La prioridad de Fusades siempre ha sido la modernización económica. Sin embargo, claramente ha concluido que la modernización económica no se puede completar sin la modernización política.

Publicada 12 de julio 2005, El Diario de Hoy

Rodrigo Chávez*
El Diario de Hoy

editorial@ elsalvador.com

La Fundación Salvadoreña para el Desarrollo Económico y Social (Fusades) ha dado un nuevo giro a la discusión nacional. En su estudio sobre las instituciones políticas salvadoreñas, que realizó en conjunto con la Universidad de Salamanca, hace una propuesta de modernización política para El Salvador.

La prioridad de Fusades siempre ha sido la modernización económica. Sin embargo, claramente ha concluido que la modernización económica no se puede completar sin la modernización política.

Por ello, la esencia del estudio de Fusades está enfocado en implementar reformas que puedan construir un Estado moderno. La esencia del poder de un Estado descansa en su habilidad de hacer que las leyes se cumplan, incluso utilizando la fuerza. Como decía Max Weber: “En las sociedades modernas, el monopolio de la fuerza física y la coerción son exclusivamente del Estado”.

Por ejemplo, en Estados Unidos, el Estado es sumamente fuerte. Posee una red de instituciones políticas que permite que la ley se cumpla. Sin embargo, al mismo tiempo, el tamaño y el alcance es bastante limitado. El Estado estadounidense no es dueño de empresas grandes ni nacionaliza tierras ni domina recursos importantes como el petróleo o el acero. Sin embargo, si bien su alcance y tamaño están limitados, su fortaleza institucional es muy grande.

Por ello, Francis Fukuyama, profesor de la Universidad de John Hopkins, divide a los estados en dos dimensiones: alcance y fortaleza. El Estado francés tiene un mayor alcance que el de Estados Unidos. La burocracia francesa y el control directo del Estado sobre la educación es mucho mayor en Francia que en Estados Unidos. Sin embargo, en ambos países existe un alto grado de fortaleza institucional.

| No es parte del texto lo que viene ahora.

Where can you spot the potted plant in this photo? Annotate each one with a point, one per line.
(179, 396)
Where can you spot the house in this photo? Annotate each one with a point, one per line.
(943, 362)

El estudio de Fusades es una propuesta a trabajar justamente en esto último. Si El Salvador ha optado por un Estado con un alcance y tamaño limitados, donde la esfera de lo privado es mayor que la del sector público, su siguiente desafío es crear la fortaleza institucional para que esta esfera de lo privado funcione lo mejor posible.

Para que una economía basada en el sector público transite exitosamente a una economía basada en el sector privado, se deben crear instituciones políticas de acuerdo con esa transición. De lo contrario, si las instituciones políticas no se modifican y no se da el fortalecimiento institucional, la economía de los privados tendrá problemas de funcionamiento.

Argentina, por ejemplo, le dio un mayor énfasis al sector privado en los años 90. Sin embargo, mantuvo su institucionalidad política intacta. El sistema de prebendas y caudillismos regionales que dominaban la política argentina se mantuvo.

El resultado fueron unas reformas de mercado con resultados distintos a los esperados. Incluso los ingresos de las privatizaciones sirvieron para alimentar el enorme apetito fiscal de las provincias argentinas.

En el informe anual de 2002 sobre Libertad Económica del Instituto Cato, con sede en Washington D.C., los investigadores James Gwartney y Robert Lawson citan al famoso economista Milton Friedman cuando dicen: “Que el Estado de Derecho es más importante que las privatizaciones”.

Obviamente, Friedman se refiere a la importancia de la fortaleza de las instituciones políticas. Entonces, el mérito de Fusades y en especial de su presidente, Ing. Antonio Cabrales, es poner el tema de la institucionalidad política en el centro del debate nacional y hacer una propuesta para su mejoría.

Sin embargo, en su intento por modernizar la política, Fusades tendrá el problema que el discurso de fortalecer las instituciones es un discurso que le interesa casi exclusivamente a las elites políticas, empresariales y académicas.

Las encuestas de opinión demuestran que los problemas que la sociedad percibe como los más importantes son el desempleo, la situación económica y la delincuencia. La modernización de las instituciones no está entre las prioridades de la opinión publica, aunque sea su desempeño lo determina si los problemas económicos y sociales se resuelven o no.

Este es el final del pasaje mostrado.